Based on Mentechs's years of experience in visual inspection applications, it can detect various product defects, such as surface scratches, surface stains, surface dents, broken welds, and damage.

Principle of the German Micro-Epsilon Laser Profiler

German Micro-Epsilon laser profile scanners utilize the laser triangulation principle to perform 2D profile scanning on the surfaces of different measured objects. A laser beam is expanded by a set of specific lenses to form a static laser line, which is projected onto the surface of the measured object. A high - quality optical system projects the diffused reflected light of this laser line onto the photosensitive matrix of a highly sensitive sensor. Besides the distance information (Z - axis) from the sensor to the measured object, the controller can also calculate the position along the laser line (X - axis) by using this set of images. The sensor finally outputs a set of 2D coordinate values, and the origin of the coordinate system is relatively fixed with respect to the sensor itself. By moving the measured object or the sensor, 3D measurement results can be obtained.

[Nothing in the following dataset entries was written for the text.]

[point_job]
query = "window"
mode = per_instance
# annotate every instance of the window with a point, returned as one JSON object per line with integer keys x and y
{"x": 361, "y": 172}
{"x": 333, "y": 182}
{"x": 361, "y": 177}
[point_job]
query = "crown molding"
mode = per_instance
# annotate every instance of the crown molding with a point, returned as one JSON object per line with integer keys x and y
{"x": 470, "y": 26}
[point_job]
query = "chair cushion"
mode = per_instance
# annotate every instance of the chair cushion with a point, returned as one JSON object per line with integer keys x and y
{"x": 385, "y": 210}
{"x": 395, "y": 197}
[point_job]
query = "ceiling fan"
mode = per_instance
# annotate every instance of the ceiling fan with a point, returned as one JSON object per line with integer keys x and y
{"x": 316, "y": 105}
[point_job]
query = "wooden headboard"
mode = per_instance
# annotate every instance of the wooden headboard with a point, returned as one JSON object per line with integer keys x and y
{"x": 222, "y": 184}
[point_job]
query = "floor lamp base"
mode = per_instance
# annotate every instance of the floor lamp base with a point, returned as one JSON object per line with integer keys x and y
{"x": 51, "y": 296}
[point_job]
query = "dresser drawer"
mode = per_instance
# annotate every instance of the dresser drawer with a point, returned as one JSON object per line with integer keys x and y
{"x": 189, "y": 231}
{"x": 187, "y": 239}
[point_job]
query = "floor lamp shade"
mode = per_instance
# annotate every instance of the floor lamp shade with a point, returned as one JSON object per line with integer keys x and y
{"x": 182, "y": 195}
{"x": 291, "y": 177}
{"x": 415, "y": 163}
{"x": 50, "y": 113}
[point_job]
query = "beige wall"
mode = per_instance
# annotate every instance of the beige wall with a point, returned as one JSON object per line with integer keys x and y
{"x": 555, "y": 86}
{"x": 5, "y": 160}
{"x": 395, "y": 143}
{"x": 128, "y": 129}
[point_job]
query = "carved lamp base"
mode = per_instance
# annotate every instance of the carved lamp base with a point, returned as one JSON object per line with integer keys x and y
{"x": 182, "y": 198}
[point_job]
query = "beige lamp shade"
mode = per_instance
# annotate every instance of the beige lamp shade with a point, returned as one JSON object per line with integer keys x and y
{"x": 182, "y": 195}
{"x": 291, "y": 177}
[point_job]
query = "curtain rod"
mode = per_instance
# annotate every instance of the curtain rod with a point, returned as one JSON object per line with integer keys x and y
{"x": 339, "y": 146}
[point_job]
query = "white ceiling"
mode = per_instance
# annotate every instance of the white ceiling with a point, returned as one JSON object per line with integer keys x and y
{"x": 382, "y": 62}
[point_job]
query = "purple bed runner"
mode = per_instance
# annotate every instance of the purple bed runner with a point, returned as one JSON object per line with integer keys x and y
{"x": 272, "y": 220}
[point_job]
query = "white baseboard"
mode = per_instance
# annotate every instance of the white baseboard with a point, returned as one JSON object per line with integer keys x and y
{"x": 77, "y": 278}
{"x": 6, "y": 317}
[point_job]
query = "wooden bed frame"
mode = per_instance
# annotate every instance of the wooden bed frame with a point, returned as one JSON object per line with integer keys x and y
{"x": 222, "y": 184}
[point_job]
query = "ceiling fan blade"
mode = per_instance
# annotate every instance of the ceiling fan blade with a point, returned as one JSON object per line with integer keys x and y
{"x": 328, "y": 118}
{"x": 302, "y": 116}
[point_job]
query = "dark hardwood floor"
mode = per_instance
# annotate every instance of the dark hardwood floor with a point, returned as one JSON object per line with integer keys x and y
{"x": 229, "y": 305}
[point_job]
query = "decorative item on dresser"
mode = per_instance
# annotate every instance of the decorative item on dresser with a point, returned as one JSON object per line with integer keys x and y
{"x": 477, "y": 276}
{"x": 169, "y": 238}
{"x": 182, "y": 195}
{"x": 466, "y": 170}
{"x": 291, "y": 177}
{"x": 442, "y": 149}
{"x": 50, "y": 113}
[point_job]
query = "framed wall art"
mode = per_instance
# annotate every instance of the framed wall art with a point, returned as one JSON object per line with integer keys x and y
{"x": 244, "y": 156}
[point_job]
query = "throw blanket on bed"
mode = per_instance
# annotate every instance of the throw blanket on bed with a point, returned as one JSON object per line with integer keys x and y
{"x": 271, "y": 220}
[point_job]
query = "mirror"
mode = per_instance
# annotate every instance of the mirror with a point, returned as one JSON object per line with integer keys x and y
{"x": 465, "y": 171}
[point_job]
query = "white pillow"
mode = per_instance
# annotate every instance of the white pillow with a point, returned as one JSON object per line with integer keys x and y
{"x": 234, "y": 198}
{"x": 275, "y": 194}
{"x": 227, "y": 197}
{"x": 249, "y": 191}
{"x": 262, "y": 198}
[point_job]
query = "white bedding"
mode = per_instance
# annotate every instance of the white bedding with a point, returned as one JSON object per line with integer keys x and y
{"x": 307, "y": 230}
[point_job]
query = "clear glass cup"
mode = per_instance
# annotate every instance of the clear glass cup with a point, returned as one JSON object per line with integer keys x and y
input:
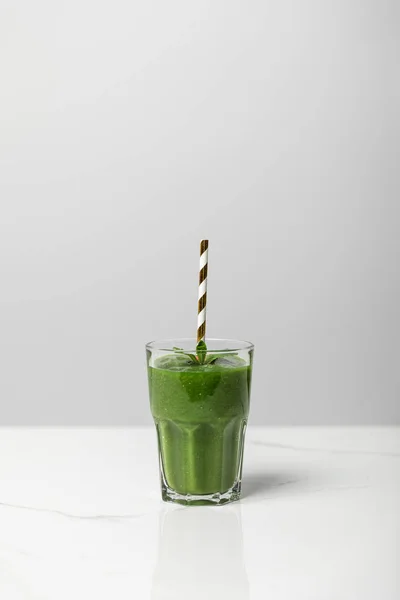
{"x": 200, "y": 406}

A laser beam emitted by a laser diode forms a point-like light spot on the surface of the object being measured. A special lens group is used to spread the laser point into a line. Traditional beam-splitting laser sensors use cylindrical lenses to refract the laser. The major drawback of this conventional approach lies in the extremely weak edge illumination caused by the Gaussian intensity distribution along the laser line. The scanCONTROL profile sensors provided by German Micro-Epsilon, however, utilize precision wedge-shaped lenses, which effectively eliminate the issue of reduced light intensity at the edges of the laser line.

Reflected Light
During measurement, the highly sensitive CMOS sensor matrix captures the light reflected from the object's surface, forming a high-precision contour image. Any change in the object's profile alters the shape of the laser line projected onto its surface, thereby modifying the image captured by the sensor matrix. By moving either the probe or the object, multiple scan line profiles are obtained. Combining these profiles generates a 3D image, also known as a "point cloud" because it consists of thousands of independently measured points.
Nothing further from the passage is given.